My whole family is filled with criminals, crooks, lowlifes, entrepreneurs, boxers, and dancers.
Most of them clearly have ADHD. Do you know who doesn’t give a f*** about ADHD?
Everyone in my family.
I have it too. I scored so high on ADHD tests that the doctor couldn’t believe it.
I don’t care.
If I could design a pointman, I would always choose these traits:
-
High energy
-
High adaptability
-
Creativity
-
Speed
These are absolutely vital evolutionary skills.
People with ADHD are like hunters or kickboxers. You observe and do nothing 99% of the time (for outsiders it looks like you're doing nothing), but in the 1% when you enter hyperfocus, you’re unbeatable.
That’s why people without “ADHD” should start looking at people with ADHD differently.
ADHD is not for the faint-hearted. But if you want to play with the best, you get tested harder.
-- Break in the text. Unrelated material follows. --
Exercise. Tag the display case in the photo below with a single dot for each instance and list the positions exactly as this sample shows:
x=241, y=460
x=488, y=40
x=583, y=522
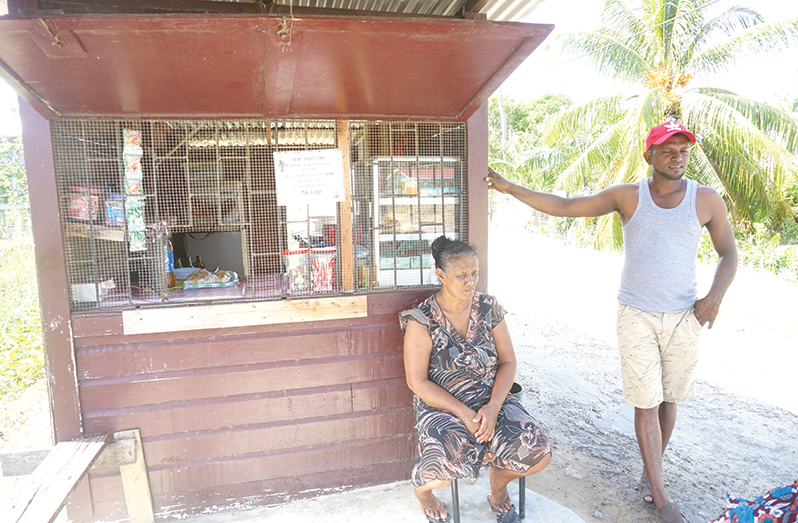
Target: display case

That’s how it’s supposed to be.
I think we should forget the term ADHD and reintroduce hunters and gatherers again.
Most people are gatherers. They can work an office job at 70% intensity, which is a beautiful and respectable trait.
I can work for one minute straight before I get bored. The problem is that “working” is actually a layered concept. I work in circles. That means I start a task, and a minute later I’m doing something else, and another minute later something else again. Why? Because that’s how I gather information. It’s much faster to start a lot of tasks, because every time you do something, you get new information that changes the entire direction.
If you’re like me, focus on:
-
Keeping your body in top shape
-
Making sure your diet is on point
-
Throwing electronics out of the window as much as possible
Let’s say this is your life:
-
Last night you ate a bag of M&Ms
-
This morning you had Choco Pops
-
You don’t work out
-
You have a screen time of 3 hours
It’s virtually impossible not to feel like you have ADHD if that’s your regimen.
The M&Ms give you fast energy, which makes you restless.
Choco Pops do the same, and they also slow you down afterward.
If you don’t work out, you can’t burn off that energy.
And the screen time will knock you out — you’re built for observing, for sharp observation skills, and here you are staring at a screen from 5 centimeters away.
PS
Being inattentive does not exist. You are forming new connections. It looks like you’re not paying attention, but forming new connections takes time.